Background Viruses can profoundly disturb myelination in the brain, leading to enduring neurological sequelae. The outcomes of neurotropic infections can be especially dire in younger children, in whom developmental myelination is underway. In some adult models of viral infection, demyelination is immune-mediated; however, it is unclear how an antiviral immune response impacts myelination in the young brain. Methods We investigated the outcomes of a neuron-restricted viral infection on developmental myelination in juvenile mice (10 days old), where only mature neurons are infectable by measles virus (MeV).
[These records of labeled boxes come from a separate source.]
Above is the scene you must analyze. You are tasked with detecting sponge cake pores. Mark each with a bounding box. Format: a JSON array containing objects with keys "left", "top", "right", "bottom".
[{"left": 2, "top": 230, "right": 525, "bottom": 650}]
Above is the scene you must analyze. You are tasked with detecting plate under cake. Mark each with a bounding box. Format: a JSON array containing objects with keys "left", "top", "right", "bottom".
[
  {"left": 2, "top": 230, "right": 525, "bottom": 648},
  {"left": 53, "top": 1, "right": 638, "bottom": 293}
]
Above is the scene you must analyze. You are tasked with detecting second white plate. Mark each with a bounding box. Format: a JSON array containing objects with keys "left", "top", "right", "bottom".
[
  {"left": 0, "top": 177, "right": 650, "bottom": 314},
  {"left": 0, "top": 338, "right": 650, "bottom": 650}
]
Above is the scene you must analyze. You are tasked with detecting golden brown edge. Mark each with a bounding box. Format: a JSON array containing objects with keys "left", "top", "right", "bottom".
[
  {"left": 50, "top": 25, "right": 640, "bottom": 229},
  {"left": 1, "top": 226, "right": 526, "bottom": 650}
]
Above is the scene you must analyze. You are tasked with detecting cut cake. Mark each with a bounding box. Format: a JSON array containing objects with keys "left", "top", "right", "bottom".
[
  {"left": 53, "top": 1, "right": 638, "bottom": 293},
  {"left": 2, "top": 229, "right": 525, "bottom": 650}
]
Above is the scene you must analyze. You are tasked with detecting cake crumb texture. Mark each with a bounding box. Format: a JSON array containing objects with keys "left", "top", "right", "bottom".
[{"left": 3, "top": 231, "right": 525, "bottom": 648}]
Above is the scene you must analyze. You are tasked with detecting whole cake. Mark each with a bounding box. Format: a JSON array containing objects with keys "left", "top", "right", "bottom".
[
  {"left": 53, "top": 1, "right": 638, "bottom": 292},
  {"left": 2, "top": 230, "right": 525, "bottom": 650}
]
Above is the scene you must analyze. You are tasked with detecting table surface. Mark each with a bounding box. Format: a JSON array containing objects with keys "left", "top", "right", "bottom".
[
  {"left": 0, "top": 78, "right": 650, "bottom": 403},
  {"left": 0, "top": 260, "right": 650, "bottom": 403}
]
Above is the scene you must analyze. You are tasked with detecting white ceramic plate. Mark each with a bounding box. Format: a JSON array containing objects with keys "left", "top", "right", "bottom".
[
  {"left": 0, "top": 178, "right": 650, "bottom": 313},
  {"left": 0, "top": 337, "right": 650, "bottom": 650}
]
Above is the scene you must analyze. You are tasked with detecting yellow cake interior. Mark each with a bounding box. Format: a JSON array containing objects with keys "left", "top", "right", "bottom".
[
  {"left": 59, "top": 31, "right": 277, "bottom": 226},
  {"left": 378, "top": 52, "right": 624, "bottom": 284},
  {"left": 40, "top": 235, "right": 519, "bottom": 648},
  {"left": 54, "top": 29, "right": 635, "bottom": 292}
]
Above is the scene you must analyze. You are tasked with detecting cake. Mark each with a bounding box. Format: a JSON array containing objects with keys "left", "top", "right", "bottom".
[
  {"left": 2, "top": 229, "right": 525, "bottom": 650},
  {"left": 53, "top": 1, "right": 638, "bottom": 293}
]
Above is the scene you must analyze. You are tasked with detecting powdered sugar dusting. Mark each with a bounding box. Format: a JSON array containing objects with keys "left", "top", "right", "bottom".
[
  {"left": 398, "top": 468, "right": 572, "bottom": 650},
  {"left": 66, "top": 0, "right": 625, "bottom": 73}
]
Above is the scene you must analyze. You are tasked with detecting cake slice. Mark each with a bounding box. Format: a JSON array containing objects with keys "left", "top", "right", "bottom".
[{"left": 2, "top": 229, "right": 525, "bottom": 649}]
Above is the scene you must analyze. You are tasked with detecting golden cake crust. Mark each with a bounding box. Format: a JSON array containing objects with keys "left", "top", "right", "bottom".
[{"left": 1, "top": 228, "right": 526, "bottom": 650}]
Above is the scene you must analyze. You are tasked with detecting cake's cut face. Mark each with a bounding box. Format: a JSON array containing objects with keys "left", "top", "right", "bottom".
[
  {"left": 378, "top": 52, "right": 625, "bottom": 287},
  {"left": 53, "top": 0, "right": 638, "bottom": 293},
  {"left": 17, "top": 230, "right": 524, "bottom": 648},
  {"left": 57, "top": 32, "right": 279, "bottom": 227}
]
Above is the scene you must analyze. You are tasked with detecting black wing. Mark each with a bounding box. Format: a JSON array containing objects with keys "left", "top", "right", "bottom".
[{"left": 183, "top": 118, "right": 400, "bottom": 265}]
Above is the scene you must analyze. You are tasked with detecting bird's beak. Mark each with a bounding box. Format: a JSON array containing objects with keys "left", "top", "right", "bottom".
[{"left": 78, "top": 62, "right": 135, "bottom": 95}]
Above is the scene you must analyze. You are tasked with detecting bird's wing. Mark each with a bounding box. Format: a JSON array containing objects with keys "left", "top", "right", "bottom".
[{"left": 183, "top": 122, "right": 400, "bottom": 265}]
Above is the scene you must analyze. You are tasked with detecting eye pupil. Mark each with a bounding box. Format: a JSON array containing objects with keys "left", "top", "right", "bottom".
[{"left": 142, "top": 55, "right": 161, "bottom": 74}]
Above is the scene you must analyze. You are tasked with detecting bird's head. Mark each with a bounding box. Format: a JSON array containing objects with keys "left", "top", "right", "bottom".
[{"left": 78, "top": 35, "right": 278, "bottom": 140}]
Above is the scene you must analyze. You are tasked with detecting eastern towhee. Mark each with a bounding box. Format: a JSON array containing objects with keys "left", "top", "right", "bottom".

The impact of neuronal MeV infection and the ensuing antiviral immune response on myelination was assessed during acute infection (9 days post-infection, dpi) and afterwards in surviving mice (90 dpi). We quantified myelin proteins and lipids in multiple brain regions, assessed oligodendrocyte development from the oligodendrocyte progenitor (OPC) stage to maturity, and measured neuronal markers associated with appropriate myelination and synapse formation. Results We found that (a) neuron-restricted viral infection was associated with short-term disruptions in myelin lipids and long-term disruptions in myelin proteins in multiple brain regions; (b) the OPC pool expanded in the neurogenic niches of the brain both during and after acute infection; (c) the expansion in the OPC pool originated from increased differentiation by neural stem cells (NSCs) rather than OPC proliferation; (d) oligodendrocyte maturation increased despite diminished myelination; and (e) expression of axonal and synaptic markers were compromised in surviving mice, although neuronal numbers were maintained in the hippocampus. Conclusions Our findings show a robust OPC response in the juvenile brain during viral infection, but this response ultimately fails to normalize myelination and neuronal markers in surviving mice. We speculate that these mechanisms partly underlie life-long neurological impairments in some survivors of childhood infections.